7/21/12

Heart Transplant Picnic

So, we spent the better part of the day at a heart transplant picnic.  It was so neat to meet other heart parents and to spend time getting a better picture of what our future could hold.  Just like every child with a CHD has a different journey, every child with a transplant has a different journey.  There can be surgical complications (or not) infections (or not) hospitalizations due to illness (or not).  But, honestly, it doesn't sound THAT much different than the life we are already living.  With the exception that one year post transplant, life starts to become somewhat normal.  I mean, you still have taking meds every day, on time, without fail (which we already do), blood draws (which we already do), and doctor visits (which we already do).   And, the first year sounds grueling, specifically 3 blood draws a week!  Yuck!  But, Carla might be alright with that if I continue to remind her that she will a) not have to do shake treatments 2 or 3 times a day; b) will not have to wear oxygen; and c) will feel so much better than she does functioning on 80% oxygen saturations.  As weird as it sounds, we are kind of excited!  Mostly excited to see our daughter run and play with 100% O2 Saturations and boundless energy!!  Here's to focusing our energy on the fact that Carla's  perfect heart is coming soon!

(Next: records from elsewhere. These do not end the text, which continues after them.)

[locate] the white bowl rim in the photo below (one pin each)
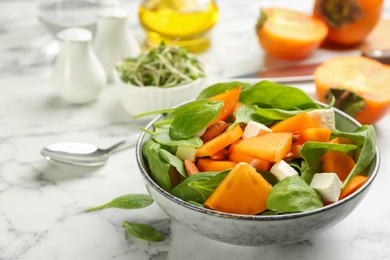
(215, 213)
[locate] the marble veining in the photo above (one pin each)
(42, 205)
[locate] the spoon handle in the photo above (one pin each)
(122, 145)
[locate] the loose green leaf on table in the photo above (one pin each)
(130, 201)
(142, 231)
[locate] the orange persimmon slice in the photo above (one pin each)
(220, 142)
(269, 146)
(243, 191)
(353, 185)
(209, 165)
(337, 162)
(289, 34)
(364, 77)
(294, 123)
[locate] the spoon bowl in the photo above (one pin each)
(83, 154)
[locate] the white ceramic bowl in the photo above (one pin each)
(258, 229)
(136, 100)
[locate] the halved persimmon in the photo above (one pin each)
(289, 34)
(349, 21)
(361, 86)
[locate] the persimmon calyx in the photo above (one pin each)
(340, 12)
(261, 20)
(346, 100)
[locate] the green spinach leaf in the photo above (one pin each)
(221, 88)
(207, 187)
(130, 201)
(293, 194)
(365, 138)
(164, 138)
(312, 152)
(158, 166)
(174, 161)
(193, 117)
(142, 231)
(267, 94)
(188, 193)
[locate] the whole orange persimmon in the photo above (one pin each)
(349, 21)
(289, 34)
(360, 86)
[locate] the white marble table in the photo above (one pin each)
(42, 204)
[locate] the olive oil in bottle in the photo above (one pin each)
(181, 22)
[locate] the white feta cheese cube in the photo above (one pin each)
(185, 152)
(324, 117)
(327, 185)
(282, 170)
(254, 129)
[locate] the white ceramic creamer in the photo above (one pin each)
(78, 74)
(113, 40)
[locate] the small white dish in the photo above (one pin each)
(137, 100)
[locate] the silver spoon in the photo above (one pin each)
(83, 154)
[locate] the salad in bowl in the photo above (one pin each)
(254, 164)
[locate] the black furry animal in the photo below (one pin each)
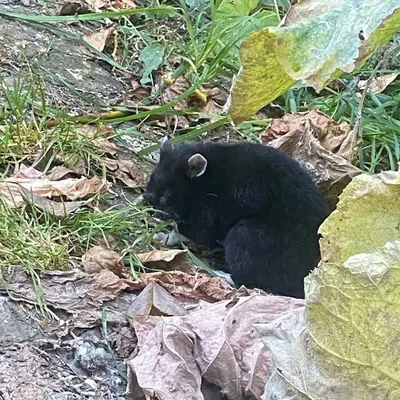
(256, 201)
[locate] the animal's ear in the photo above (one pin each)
(197, 165)
(165, 144)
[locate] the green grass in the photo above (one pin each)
(208, 44)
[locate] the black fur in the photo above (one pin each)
(254, 200)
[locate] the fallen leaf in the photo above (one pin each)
(155, 300)
(98, 40)
(345, 232)
(217, 344)
(341, 345)
(107, 146)
(190, 287)
(298, 134)
(139, 92)
(97, 4)
(308, 47)
(378, 84)
(58, 209)
(73, 8)
(60, 172)
(25, 172)
(72, 291)
(98, 258)
(126, 171)
(152, 56)
(168, 260)
(391, 177)
(14, 188)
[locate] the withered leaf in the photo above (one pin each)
(155, 300)
(217, 343)
(304, 136)
(126, 171)
(98, 258)
(99, 39)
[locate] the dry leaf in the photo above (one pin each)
(99, 39)
(200, 286)
(73, 8)
(60, 172)
(107, 146)
(139, 92)
(14, 189)
(218, 344)
(168, 260)
(98, 258)
(378, 84)
(298, 134)
(391, 177)
(58, 209)
(126, 171)
(155, 300)
(72, 291)
(96, 4)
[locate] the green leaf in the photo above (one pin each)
(344, 343)
(236, 8)
(152, 56)
(318, 42)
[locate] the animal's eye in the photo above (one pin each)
(165, 197)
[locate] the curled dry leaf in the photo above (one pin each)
(42, 186)
(320, 145)
(126, 171)
(98, 40)
(98, 258)
(155, 300)
(96, 4)
(73, 8)
(378, 84)
(60, 172)
(391, 177)
(168, 260)
(56, 208)
(191, 287)
(227, 351)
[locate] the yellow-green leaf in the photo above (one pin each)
(344, 344)
(318, 42)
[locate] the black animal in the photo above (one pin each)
(256, 201)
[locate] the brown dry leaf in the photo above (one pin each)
(97, 4)
(99, 39)
(200, 286)
(60, 172)
(217, 344)
(107, 146)
(98, 258)
(139, 92)
(299, 135)
(126, 171)
(72, 291)
(155, 300)
(58, 209)
(13, 190)
(168, 260)
(25, 172)
(378, 84)
(73, 8)
(175, 88)
(391, 177)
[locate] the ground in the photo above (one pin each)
(81, 114)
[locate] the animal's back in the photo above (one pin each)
(258, 203)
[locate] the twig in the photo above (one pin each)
(357, 119)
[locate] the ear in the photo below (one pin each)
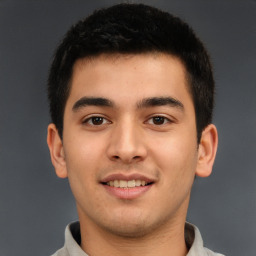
(207, 151)
(56, 151)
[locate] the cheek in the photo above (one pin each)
(176, 156)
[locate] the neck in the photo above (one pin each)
(166, 240)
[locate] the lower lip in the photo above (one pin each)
(127, 193)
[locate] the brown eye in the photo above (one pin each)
(97, 120)
(158, 120)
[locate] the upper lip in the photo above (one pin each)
(127, 177)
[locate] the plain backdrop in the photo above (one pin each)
(35, 205)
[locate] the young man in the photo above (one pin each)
(131, 97)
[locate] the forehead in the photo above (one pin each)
(119, 76)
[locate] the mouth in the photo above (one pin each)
(127, 184)
(127, 187)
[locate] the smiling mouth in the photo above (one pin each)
(127, 184)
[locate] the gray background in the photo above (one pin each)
(35, 206)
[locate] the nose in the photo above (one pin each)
(127, 143)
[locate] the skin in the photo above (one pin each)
(158, 142)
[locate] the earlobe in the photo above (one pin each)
(56, 151)
(207, 151)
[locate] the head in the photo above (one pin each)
(131, 95)
(132, 29)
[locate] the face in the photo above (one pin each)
(129, 144)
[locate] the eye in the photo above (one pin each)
(96, 121)
(158, 120)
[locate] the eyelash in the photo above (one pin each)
(163, 118)
(102, 120)
(89, 120)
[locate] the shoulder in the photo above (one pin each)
(211, 253)
(195, 242)
(61, 252)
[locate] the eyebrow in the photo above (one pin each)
(92, 101)
(160, 101)
(147, 102)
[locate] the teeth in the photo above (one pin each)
(127, 184)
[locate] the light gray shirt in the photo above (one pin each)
(73, 239)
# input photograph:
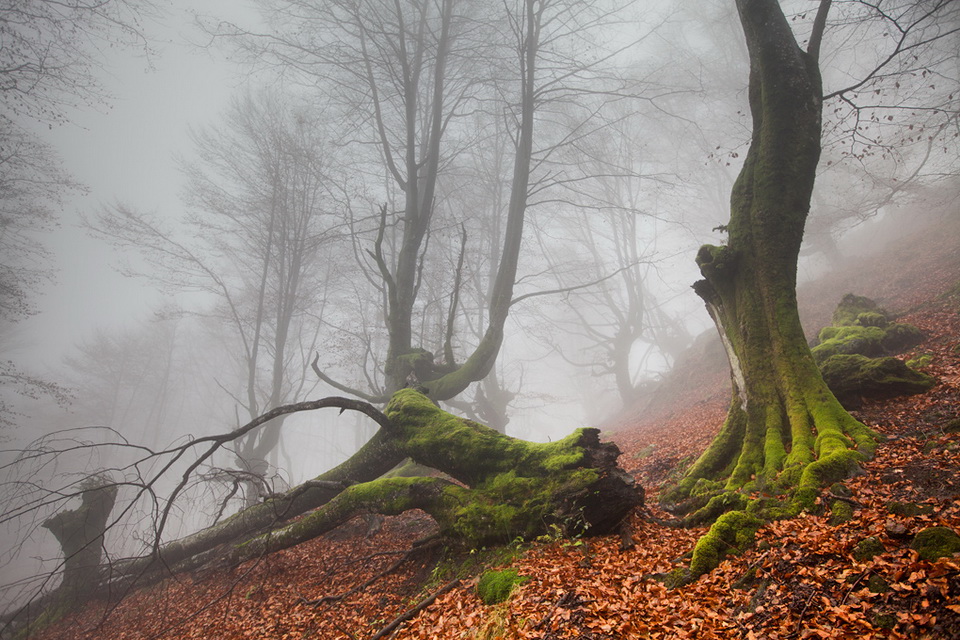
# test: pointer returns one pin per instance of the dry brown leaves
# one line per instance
(800, 579)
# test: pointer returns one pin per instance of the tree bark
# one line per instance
(785, 433)
(501, 489)
(80, 534)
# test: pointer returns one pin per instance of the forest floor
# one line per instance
(802, 578)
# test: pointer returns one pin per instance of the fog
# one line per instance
(148, 326)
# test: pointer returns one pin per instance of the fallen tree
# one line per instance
(492, 488)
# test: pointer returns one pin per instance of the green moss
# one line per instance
(851, 307)
(840, 464)
(840, 512)
(866, 341)
(936, 542)
(867, 548)
(496, 586)
(872, 319)
(910, 509)
(876, 584)
(717, 505)
(919, 363)
(856, 375)
(897, 338)
(731, 533)
(884, 620)
(646, 452)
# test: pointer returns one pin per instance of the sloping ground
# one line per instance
(801, 579)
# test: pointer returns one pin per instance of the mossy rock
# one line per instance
(872, 319)
(861, 327)
(910, 509)
(897, 338)
(852, 306)
(731, 533)
(876, 584)
(920, 362)
(867, 549)
(936, 542)
(866, 341)
(884, 620)
(496, 586)
(840, 512)
(852, 376)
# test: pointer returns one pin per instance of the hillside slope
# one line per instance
(803, 578)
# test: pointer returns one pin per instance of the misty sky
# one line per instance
(127, 152)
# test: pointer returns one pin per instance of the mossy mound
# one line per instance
(861, 327)
(731, 533)
(867, 549)
(936, 542)
(853, 376)
(496, 586)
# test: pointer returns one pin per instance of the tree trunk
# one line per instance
(80, 534)
(785, 432)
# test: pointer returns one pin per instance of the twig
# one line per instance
(385, 572)
(413, 611)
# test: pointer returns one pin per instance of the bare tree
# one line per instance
(51, 50)
(264, 224)
(410, 73)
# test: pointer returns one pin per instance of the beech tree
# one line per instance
(51, 50)
(785, 434)
(259, 242)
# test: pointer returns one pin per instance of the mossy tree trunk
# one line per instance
(785, 432)
(499, 488)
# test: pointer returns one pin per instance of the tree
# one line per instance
(500, 489)
(47, 62)
(265, 213)
(410, 75)
(785, 433)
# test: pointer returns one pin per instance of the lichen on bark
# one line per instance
(785, 435)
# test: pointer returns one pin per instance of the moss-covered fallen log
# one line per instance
(499, 489)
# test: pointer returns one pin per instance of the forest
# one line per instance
(436, 318)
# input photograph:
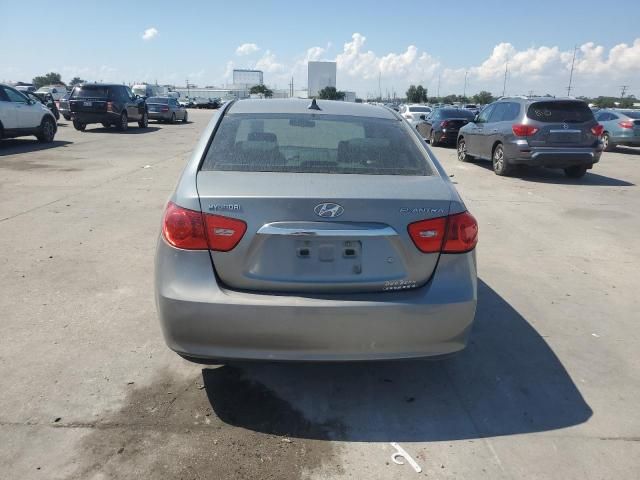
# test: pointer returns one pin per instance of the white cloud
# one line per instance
(247, 49)
(150, 33)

Thank you for your continued good thoughts and prayers :)

Love, Jen

2 comments:

The Simmons Family said...

That is exactly how I get past the fear of transplant. No oxygen tubes..no more wheezing when walking up the stairs..I can let him play sports. It's the normalcy of having a functioning heart. Prayers that Carla will get her miracle heart soon.

Katie said...

Yes, thinking and praying for sweet Carla often. What a wait this has been. I'm happy you were able to attend the picnic and gain some hope and excitement in this crazy adventure. Hang in there!!!